Одесситы - Ирина Ратушинская
Шрифт:
Интервал:
Закладка:
Яков не удивился, когда вскоре стали депортировать черноморских греков. Со смешанным чувством облегчения и стыда за облегчение он узнал, что еще поляков и немцев. На евреев, надо полагать, разнарядки пока не было. Эшелоны отходили ночью. Их, по понятным причинам, не провожали. Уехали Коступоло из их двора. Не пришла в школу первого сентября лучшая его ученица, математическая звезда школы Леночка Антаро. Семен лишился школьного дружка Кости Базили. Вообще в городе поредело: греков в Одессе всегда было много.
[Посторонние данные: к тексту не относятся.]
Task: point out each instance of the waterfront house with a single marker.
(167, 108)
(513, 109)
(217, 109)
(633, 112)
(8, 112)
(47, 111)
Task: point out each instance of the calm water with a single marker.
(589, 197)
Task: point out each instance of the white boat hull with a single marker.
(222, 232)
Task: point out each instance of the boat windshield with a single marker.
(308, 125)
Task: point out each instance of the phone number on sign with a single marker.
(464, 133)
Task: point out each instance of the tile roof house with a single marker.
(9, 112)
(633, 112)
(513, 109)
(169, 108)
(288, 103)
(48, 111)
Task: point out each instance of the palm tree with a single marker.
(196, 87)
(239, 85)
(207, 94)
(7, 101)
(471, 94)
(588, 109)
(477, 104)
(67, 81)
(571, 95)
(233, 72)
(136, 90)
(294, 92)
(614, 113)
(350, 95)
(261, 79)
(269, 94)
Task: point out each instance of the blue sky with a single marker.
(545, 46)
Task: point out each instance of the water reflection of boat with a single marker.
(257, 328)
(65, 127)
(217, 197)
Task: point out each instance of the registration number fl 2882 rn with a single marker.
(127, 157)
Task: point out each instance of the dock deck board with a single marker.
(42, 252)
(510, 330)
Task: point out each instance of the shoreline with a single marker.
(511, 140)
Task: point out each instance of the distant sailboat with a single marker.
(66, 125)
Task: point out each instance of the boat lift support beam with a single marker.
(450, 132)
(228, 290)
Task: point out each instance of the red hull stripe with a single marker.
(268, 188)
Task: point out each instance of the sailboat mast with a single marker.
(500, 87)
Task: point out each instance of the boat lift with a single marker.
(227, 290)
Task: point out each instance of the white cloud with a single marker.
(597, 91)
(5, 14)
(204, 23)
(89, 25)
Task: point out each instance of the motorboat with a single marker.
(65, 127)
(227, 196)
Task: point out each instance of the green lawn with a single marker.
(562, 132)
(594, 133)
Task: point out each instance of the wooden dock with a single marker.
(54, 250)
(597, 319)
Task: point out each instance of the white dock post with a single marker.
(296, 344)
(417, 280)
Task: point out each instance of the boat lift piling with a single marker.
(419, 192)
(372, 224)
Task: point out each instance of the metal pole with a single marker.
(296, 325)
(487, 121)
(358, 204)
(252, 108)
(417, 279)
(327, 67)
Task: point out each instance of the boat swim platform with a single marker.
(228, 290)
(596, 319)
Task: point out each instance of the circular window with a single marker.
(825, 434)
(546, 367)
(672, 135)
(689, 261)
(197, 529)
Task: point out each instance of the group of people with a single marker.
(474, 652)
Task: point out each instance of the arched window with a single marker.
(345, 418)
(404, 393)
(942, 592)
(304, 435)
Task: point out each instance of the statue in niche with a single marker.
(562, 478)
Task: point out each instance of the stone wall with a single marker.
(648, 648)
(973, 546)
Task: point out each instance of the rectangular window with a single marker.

Остались греческие галерейки в старых дворах, и по-прежнему хозяйки жарили глосиков и фиринку на греческий манер прямо на этих галерейках. И там же, под шум примусов, под женские перебранки и смех ползали и бегали младенцы с красными кругами от горшков на голых попах. И старый, как сам город, дикий виноград увивал эту шаткую добавочную жилплощадь. К осени тридцать девятого он так же менял цвета: зеленый — желто-розовый — красный — фиолетовый. Но уже не хватало каких-то нот в разноголосом дворовом гвалте. А впрочем, осенью галерейки и так понемногу пустели. Зимой на них держали велосипеды, летние складные стулья и прочее барахло. Но не жили уже, утягивались по квартирам. Освобожденные уехавшими комнаты были заняты во мгновение ока. Но не чувствовалось, что от этого стало просторнее.
— Полетит самолет,
Застрочит пулемет,
Загрохочут железные танки,
И пехота пройдет, и саперы пойдут,
И помчатся лихие тачанки… — по-военному грозно пел пятый «А». Яков, только месяц назад принявший этих тридцать гавриков после расставания со своим выпускным классом, отбивал такт. Ничего, на смотре лицом в грязь не ударят. Детеныши как детеныши, будет толк. Особых математических дарований он пока не обнаружил, но это он им в головы загонит. Неспособных к математике детей не бывает, это только взрослые бывают неспособные. А металлолом хорошо собирали, не подвели классного руководителя Яков-Исакыча. Уже, чертенята, стараются не подвести.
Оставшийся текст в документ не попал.